Friday, February 10, 2017

THE HARVEY HADDIX RULE: An Exception to Extra Innings Change

Even if I knew the world would end tomorrow, I would still say, “Play ball.”

While the Anthropocene is already in extra innings, and might well wrap itself up with one walk-off-into-oblivion Grand Slam, how long a baseball game might last is less speculative. Changes are afoot: A proposal to alter how extra innings (or what would be called “overtime” in other sports) is played in professional baseball has reached the first stage of implementation. Starting in the lowest levels of the minor leagues, any game that is still tied after the ninth inning will have the 10th inning start with a runner already in scoring position.

I can understand the impetus behind this rule change. Professional baseball is a continental traveling circus at this point, and athletes are highly paid performers. With ticket prices at exorbitant levels, one deserves to see them at their best, and to ask someone to play 16 innings and then head to the airport and fly cross-country in order to play a game the very next night tests the limits of reaction times. The rule would accommodate the social evolution of the game’s maturation as part of a globalized economy.

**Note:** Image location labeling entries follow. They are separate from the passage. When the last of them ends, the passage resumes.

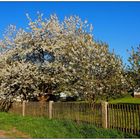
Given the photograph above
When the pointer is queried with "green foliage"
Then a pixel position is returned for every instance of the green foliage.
(45, 128)
(54, 56)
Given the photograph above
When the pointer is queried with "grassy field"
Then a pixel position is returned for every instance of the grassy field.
(39, 127)
(127, 99)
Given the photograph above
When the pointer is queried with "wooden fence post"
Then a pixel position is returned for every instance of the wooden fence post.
(23, 108)
(50, 109)
(104, 114)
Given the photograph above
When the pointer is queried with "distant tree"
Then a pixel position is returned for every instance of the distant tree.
(58, 57)
(134, 68)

I tend not to favor rule changes in baseball. I savor the continuity of the game. But let us remember that the game itself went through radical changes before it finally settled on its current rules, and even less than a century ago the spitter was still a legal pitch. Like it or not, the DH is now firmly embedded in the game, and some people believe that the National League should give in and adopt that change, too. One recent change has long overdue: the banning of slides into second base outside of the base path.

I would be in favor of the change regarding extra innings, with the following variations:

1) the tenth inning starts with a runner on first. In point of fact, as every manager knows who watches his pitcher walk the first batter in an inning, the odds that that runner will score are uncomfortably high. What this rule will do is increase the value of the utility player who has worked hard at the craft of stealing bases. It will also create immediate tension in the game. Will the runner take off for second base? From the first pitch of the top of the tenth, the game’s momentum will swirl in expectation.
2) in regards to the DH rule, the National League should allow a DH for the pitcher in extra innings only. This will also increase the likelihood of a swift resolution to the game.
3) if the runner on first does not score after starting on first base in the 10th inning, then and only then does the runner start on second base. In the 11th inning, the pressure will truly build.
4) if the runner on second does not score in either the top or the bottom of the 11th, then the 12th inning starts with the runner on third.

There is one concern I have about this rule change. How would it affect the record book in regards to no-hitters and perfect games. As we all know from the sad fate of Harvey Haddix, it’s possible to throw 12 perfect innings of baseball and still lose a game. But let’s imagine a pitcher who has thrown a perfect game for nine innings and still must confront a duet of zeros on the scoreboard. The other pitcher has thrown an eight-hit shutout, and the game must go on to extra innings.

Allowing a runner to start the inning on the basepaths seems an affront to anyone who accomplishes the feat of nine perfect innings. Let’s call it the Harvey Haddix rule: if a pitcher has pitched nine perfect innings, the other team is not allowed a runner on base to start extra innings. This would not apply, by the way, to no-hitters; only perfect games. So my fifth point in the above list is non-negotiable as far as I’m concerned. The Harvey Haddix rule must be a part of this change to the baseball rulebook.

Finally, this rule change would indeed be a concession to those who stand up for tradition in baseball, but let’s talk about the real impact of concessions. The truth is that concession sales no doubt drop significantly in extra innings, and I have no doubt that the owners will be convinced to adopt this rule because it improves the bottom line of concession sales. By the 14th inning, the dwindling sales of soft drinks and souvenirs surely must make the owners go, “Let’s get this over with and start counting final receipts.”